Paul Harmon, accredited writer and thought leader in the BP world kicked of the conference and gave a very crisp overview of how he thought Standards ( which OMG think tank is all about) are an essential role for the success of the new process centric movement happening. he also explained that standards will be essential for the successful implementation of BPM Systems.

He also showed that there are still many (implementatoin level) standards and that we are a ways away from unifying these. ( BPEL, WMC, XDPL, UML Activtiy Diagrams, Zachman, MDA, TOGAF, Production Rules, ARIS ) But to help our customers we would need to come together to unify more.

On the other hand business people do not necessarily like standards. They like to think of themselves as rather unique. IT people like standardization, because it helps to optimize.

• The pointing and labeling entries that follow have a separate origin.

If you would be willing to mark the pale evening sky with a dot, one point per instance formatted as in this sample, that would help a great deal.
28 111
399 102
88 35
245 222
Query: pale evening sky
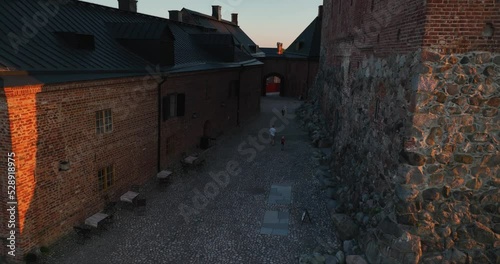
265 21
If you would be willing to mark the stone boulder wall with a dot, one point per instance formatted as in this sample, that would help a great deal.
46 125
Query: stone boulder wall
416 147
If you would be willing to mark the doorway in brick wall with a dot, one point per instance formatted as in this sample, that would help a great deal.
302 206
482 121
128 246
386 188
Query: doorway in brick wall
273 84
207 135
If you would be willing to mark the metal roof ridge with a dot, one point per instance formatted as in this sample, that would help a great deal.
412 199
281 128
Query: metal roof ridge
209 17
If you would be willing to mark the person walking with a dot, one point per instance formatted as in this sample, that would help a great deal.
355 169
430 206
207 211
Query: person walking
272 132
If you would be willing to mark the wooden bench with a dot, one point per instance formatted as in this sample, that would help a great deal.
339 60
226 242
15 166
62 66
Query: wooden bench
164 176
83 233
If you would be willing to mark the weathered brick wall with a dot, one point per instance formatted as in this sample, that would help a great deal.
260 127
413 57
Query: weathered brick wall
461 26
58 123
251 81
298 75
212 96
5 148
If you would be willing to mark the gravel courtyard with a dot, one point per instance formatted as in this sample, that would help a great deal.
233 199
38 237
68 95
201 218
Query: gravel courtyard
227 227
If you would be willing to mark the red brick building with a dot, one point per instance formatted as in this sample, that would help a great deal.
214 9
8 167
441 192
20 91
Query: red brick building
297 66
96 99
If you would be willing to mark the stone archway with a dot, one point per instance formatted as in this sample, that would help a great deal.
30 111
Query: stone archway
207 127
274 85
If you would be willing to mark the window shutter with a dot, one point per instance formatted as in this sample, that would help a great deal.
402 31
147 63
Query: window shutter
181 104
166 107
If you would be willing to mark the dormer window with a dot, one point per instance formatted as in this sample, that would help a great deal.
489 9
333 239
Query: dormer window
253 48
300 45
77 40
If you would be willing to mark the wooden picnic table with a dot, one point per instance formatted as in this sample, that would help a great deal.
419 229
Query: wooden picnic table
191 160
129 197
95 219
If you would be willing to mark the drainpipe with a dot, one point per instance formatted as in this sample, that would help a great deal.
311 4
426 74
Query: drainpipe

The good thing is that SAP is doing their fair part in this effort and participated in drafting the BPMN 2.0 RFP ( see David Frankel's blog: BPMN 2.0 ) and are implementing it. As I sat on the vendor panel it looks that many of the vendors ( Oracle, BEA, Microsoft, Lombardi ) seem to be in agreement that standards, In the end standards will especially help to connect between different platforms and will play an important role in creating value with BPM systems.

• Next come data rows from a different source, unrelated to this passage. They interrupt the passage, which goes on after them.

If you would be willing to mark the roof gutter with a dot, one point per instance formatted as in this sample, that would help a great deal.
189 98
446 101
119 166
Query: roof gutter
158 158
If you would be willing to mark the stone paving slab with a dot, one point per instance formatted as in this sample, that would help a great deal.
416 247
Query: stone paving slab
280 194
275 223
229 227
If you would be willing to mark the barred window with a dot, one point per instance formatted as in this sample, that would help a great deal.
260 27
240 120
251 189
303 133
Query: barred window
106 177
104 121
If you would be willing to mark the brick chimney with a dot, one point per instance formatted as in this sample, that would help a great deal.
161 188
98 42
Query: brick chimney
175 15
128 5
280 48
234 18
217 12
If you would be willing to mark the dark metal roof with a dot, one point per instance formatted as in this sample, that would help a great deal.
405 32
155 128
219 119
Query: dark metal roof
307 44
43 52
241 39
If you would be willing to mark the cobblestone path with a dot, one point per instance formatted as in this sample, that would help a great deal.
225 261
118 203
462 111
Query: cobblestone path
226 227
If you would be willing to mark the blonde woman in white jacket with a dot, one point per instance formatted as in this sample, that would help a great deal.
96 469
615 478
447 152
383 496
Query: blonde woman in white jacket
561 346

This was merely one of my observations. Another one was that BPM is a very alive topic nowadays in corporations. Companies seem to have lowered their focus on merely cost cutting and resource cutting and are looking nowadays more into process innovation and optimization.

Business People seem to want to take more ownership of information assests, taking more active control, means that systems will need to enable this shift in needs and mindset. SOA seems to be the answer but people still seem to struggle with defining the questions that leads to SOA.

I myself am a firm believer that eSOA and Business Process Platforms are the best way for companies to move forward, however I would personally start with a small project to show value and then move it up as a division projects and eventually make it an enterprise project. This way you avoid risk, learn from mistakes, and celebrate successes faster ( knowingly that his how we started with the BPX community as well ( more a grass roots approach)).

I had also the opportunity to interact with Forrester analysts Colin Teubner and Randy Heffner and they stated a few interesting points.

  • The new model for enterprise apps is process centric instead of functional silos
  • More BPM impact needs deeper business modeling
  • BI features are and will be crucial in the BPM life cycle

What I also realized and was told by many at the conference is that our BPX community is ideally positioned for this new wave. I think our community can really help business professionals, learn about this new world, tell their experiences,  challenges they face, help each other succeed, extend their network beyond their normal enterprise faster and really do bridge the gap between business and IT that still exists today.

I promise to write some more in the coming weeks. However I would strongly recommend people to keep tap on what is happening in the standards world if they are a business process professional.